Прием предполагался широкий. Был зван весь «Новый Парадиз», сливки ялтинского общества. Хотели снять залы дворянского собрания, но раздумали и не жалели о том: собственный сад, украшенный гирляндами светлячков, казался сказочной пещерой. Приехали московские гости. Месье Гайар, довольный, важно вышагивающий по тропинкам с бокалом «Вдовы Клико», раскланивался со всеми так, будто был своим в этом доме, — ведь именно он напророчил Ленни успех. Колбридж, Лилия
Луна, словно объектив кинокамеры, верховный наблюдатель, выхватывала своим глазом засыпающие внизу горы, море, в волнах которого давно растворился след корабля, что увез Эйсбара в Стамбул, город-студию с его улицами-декорациями, и пляж, где шла съемка и что-то страшное кричал в рупор режиссер, и этот сад, полный светящихся жуков, и стрелы кипарисов, и цветы в стеклянных вазах, и снующих по дорожкам улыбающихся гостей, и каменную террасу, на которую кормилица вынесла два шелковых кокона, и большого грузного человека, что, запрокинув голову, смотрел и не мог оторваться от легкой фигурки, парящей над перилами высокого балкона, и смуглого полуторагодовалого мальчугана, что ковылял по тропинке на неверных ножках, держа в руках деревянную лопатку. Мальчуган увидел в траве светящегося жука, ударил его лопаткой и отбил, как теннисный мяч. Жук, отлетев, попал в ногу большого человека. Тот наклонился. Снизу на него требовательно, не мигая смотрели два разноцветных глаза — один карий, другой зеленый. Глаза Сергея Эйсбара.
Ожогин хотел погладить малыша. Пересиливая себя, он протянул было руку к черноволосой головке, но не смог, отвел глаза и быстро пошел прочь. Настроение мгновенно испортилось. Он ругал себя за то, что опять — в который уж раз! — не смог выдержать взгляда мальчугана, не смог его приласкать. Ленни с балкона видела, как он шарахнулся от малыша. Она сбежала вниз и догнала его в гуще сада. Легко провела ладошкой по спине, обволокла апельсиновым ароматом, скользнула рыжей кудряшкой по уху, окутала невесомыми поцелуями.
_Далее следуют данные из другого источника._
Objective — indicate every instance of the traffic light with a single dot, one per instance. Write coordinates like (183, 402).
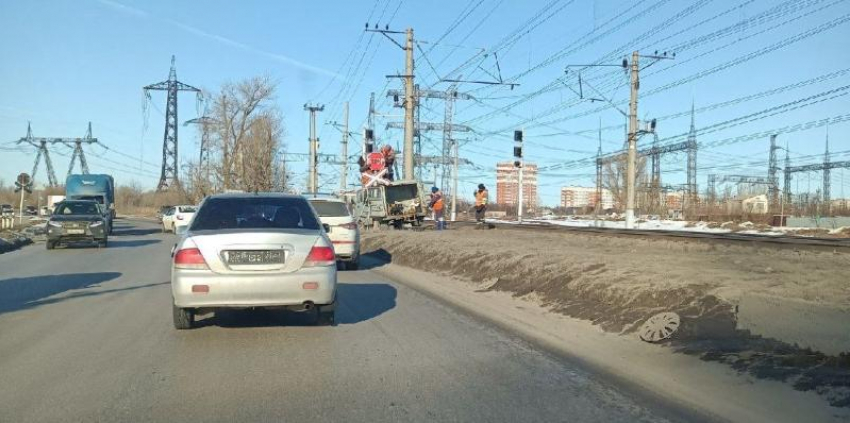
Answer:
(370, 136)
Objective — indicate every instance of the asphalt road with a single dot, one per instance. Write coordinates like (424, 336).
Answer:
(86, 335)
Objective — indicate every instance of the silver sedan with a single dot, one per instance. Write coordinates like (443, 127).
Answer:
(254, 251)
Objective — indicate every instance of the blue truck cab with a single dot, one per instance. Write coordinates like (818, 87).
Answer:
(100, 188)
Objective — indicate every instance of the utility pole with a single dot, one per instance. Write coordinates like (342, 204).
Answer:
(313, 179)
(632, 154)
(827, 177)
(772, 167)
(454, 178)
(78, 152)
(409, 107)
(169, 177)
(40, 143)
(409, 95)
(344, 157)
(518, 164)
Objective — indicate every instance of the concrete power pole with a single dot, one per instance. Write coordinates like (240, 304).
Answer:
(313, 181)
(632, 156)
(454, 179)
(409, 107)
(344, 157)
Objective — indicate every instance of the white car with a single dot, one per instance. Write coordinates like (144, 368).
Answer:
(254, 251)
(176, 217)
(344, 232)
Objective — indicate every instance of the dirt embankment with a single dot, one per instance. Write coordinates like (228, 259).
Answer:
(618, 283)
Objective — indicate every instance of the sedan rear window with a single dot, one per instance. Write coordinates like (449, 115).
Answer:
(254, 213)
(330, 208)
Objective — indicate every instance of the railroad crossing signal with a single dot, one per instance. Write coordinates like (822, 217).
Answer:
(24, 182)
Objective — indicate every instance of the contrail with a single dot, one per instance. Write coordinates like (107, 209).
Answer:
(224, 40)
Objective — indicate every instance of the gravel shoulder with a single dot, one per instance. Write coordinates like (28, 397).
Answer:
(772, 314)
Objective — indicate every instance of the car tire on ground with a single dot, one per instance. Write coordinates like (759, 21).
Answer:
(184, 318)
(326, 315)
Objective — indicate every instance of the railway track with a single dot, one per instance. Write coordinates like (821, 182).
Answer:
(737, 238)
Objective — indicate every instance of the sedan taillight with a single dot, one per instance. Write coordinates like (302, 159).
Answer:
(189, 258)
(320, 256)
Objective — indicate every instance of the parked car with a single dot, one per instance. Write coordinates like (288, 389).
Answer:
(344, 231)
(254, 251)
(77, 221)
(162, 211)
(176, 217)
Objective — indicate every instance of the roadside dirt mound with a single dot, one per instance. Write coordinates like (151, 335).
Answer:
(618, 283)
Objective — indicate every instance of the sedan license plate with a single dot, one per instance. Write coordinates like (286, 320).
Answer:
(255, 257)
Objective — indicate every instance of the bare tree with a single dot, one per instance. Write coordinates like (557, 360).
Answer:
(245, 135)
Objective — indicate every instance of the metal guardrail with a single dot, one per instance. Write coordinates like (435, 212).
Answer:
(765, 240)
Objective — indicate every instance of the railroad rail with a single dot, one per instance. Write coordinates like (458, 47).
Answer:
(732, 237)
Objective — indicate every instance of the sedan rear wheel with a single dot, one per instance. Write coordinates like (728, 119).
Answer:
(184, 318)
(326, 316)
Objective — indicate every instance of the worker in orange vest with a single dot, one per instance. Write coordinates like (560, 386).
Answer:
(389, 161)
(438, 206)
(480, 203)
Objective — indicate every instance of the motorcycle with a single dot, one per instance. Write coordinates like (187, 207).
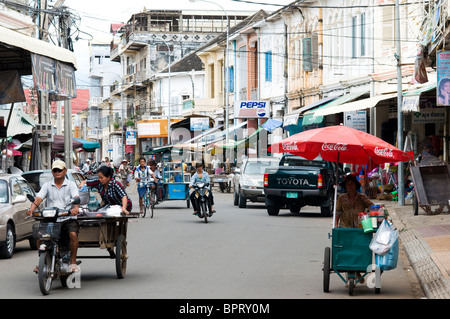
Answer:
(201, 192)
(54, 254)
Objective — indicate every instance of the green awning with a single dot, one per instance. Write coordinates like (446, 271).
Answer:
(309, 117)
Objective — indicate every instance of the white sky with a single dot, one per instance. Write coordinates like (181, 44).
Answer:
(97, 16)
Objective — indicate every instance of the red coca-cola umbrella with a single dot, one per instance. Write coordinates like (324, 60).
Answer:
(340, 144)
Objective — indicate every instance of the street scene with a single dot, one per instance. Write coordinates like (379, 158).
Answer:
(224, 150)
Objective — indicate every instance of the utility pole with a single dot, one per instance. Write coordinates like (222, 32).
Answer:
(44, 104)
(68, 141)
(401, 186)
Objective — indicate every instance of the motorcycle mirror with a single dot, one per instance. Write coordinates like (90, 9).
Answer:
(30, 198)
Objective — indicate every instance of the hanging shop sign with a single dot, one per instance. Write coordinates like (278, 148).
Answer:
(443, 78)
(54, 77)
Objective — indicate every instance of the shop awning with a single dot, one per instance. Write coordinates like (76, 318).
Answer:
(355, 105)
(310, 117)
(88, 146)
(233, 144)
(10, 38)
(292, 117)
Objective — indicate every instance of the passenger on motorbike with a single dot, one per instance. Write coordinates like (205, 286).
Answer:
(111, 191)
(142, 176)
(59, 191)
(157, 177)
(200, 176)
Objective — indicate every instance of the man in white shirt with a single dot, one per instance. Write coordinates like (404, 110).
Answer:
(59, 192)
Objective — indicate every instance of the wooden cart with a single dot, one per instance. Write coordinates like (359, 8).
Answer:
(106, 232)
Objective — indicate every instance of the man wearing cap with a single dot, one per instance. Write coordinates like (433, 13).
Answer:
(348, 205)
(59, 191)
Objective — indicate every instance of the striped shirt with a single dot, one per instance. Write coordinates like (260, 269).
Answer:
(113, 194)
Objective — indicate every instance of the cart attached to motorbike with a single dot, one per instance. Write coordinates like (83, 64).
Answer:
(350, 256)
(98, 230)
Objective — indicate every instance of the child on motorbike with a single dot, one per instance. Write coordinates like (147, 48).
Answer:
(200, 176)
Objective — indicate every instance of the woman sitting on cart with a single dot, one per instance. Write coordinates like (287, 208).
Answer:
(111, 191)
(200, 176)
(350, 204)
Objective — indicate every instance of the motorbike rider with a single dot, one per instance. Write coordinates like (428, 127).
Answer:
(200, 176)
(156, 174)
(59, 191)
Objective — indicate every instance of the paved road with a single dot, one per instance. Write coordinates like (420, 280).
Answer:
(240, 253)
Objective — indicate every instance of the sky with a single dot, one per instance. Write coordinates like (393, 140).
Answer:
(96, 17)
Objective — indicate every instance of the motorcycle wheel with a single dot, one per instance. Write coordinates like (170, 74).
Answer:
(121, 256)
(44, 274)
(204, 209)
(152, 203)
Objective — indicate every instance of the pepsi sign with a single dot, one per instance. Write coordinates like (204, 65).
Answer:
(252, 109)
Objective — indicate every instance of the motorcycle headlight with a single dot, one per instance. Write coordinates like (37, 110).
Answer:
(49, 212)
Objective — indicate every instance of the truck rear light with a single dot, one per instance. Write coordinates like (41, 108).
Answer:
(319, 180)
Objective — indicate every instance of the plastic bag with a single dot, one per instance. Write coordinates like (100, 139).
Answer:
(384, 238)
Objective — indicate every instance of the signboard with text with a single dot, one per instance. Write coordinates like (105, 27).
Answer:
(252, 109)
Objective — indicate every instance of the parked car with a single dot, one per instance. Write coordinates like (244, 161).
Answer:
(37, 178)
(14, 227)
(248, 180)
(298, 182)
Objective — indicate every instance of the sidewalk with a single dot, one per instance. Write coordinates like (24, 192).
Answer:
(426, 240)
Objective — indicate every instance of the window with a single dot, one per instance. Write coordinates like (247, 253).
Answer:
(363, 34)
(231, 79)
(268, 64)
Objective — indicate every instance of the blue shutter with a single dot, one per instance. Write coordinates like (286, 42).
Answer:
(268, 62)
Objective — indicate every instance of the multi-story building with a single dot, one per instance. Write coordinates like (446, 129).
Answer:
(151, 40)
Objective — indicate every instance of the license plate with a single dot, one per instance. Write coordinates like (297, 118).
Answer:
(291, 195)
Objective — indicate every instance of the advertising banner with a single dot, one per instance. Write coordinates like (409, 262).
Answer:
(54, 77)
(252, 109)
(443, 78)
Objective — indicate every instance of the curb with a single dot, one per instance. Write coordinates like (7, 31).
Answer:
(430, 276)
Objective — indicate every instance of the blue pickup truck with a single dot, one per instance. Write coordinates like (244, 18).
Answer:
(299, 182)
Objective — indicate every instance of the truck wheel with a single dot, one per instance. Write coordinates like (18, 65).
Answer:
(328, 210)
(236, 199)
(242, 201)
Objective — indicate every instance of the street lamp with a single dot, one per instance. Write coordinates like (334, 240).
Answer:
(226, 67)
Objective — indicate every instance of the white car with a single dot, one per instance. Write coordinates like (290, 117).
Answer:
(249, 179)
(14, 204)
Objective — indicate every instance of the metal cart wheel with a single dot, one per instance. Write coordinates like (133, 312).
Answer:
(44, 274)
(121, 256)
(326, 269)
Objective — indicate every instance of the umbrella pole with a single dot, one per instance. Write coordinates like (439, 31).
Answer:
(335, 192)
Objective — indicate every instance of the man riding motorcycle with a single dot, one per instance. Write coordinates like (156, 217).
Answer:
(59, 191)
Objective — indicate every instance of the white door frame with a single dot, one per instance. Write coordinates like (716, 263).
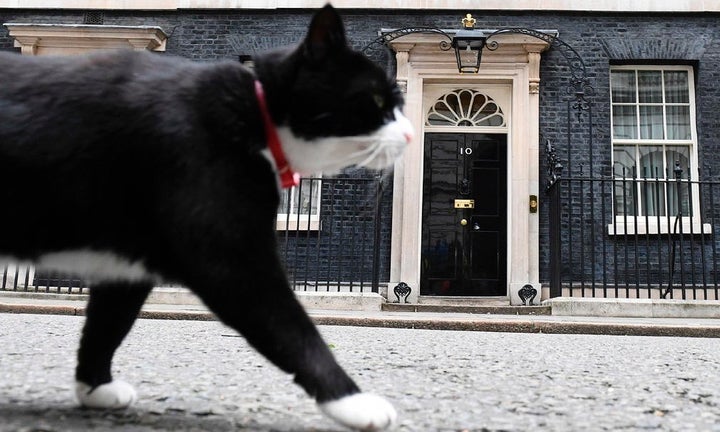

— Все хорошо, милый! — шепнула она и растворилась в кустах. Он видел только, как среди веток мелькают ее разноцветные заплатки. Потом она пошла тише, и навстречу ей подплыло серебристое облако.
— Ты простудишься, Ленни! — раздался томный, с ноткой укоризны, голос Лизхен. — А ведь тебе кормить!
— Да что ты! — звонко отвечала ей Ленни. — Я не кормлю. Могу простужаться, сколько душа пожелает.
— Ожогин сказал мне, что ты снова собираешься снимать.
Ленни засмеялась.
— Представляешь, выносила сразу троих — двух девчонок и идею фильмы.
— Ты сумасшедшая! У тебя же дети! Ты что, собираешься куда-то ехать? Да Ожогин тебя не пустит и правильно сделает.
— Нет. — Ленни больше не смеялась, говорила раздумчиво, как об очень важном. — Я не уеду. Буду снимать здесь. Смотри — видишь горы? Помнишь, как мы ездили с тобой в Грецию? Помнишь, какое странное там, в горах, преломление солнечного света? Как будто все размыто, все в дымке и предметы кажутся прозрачными тенями? Мы с тобой тогда говорили об этом. Здесь то же самое. Я столько раз замечала, как свет и тень играют в горах самым причудливым образом. Мне хочется перенести это на экран.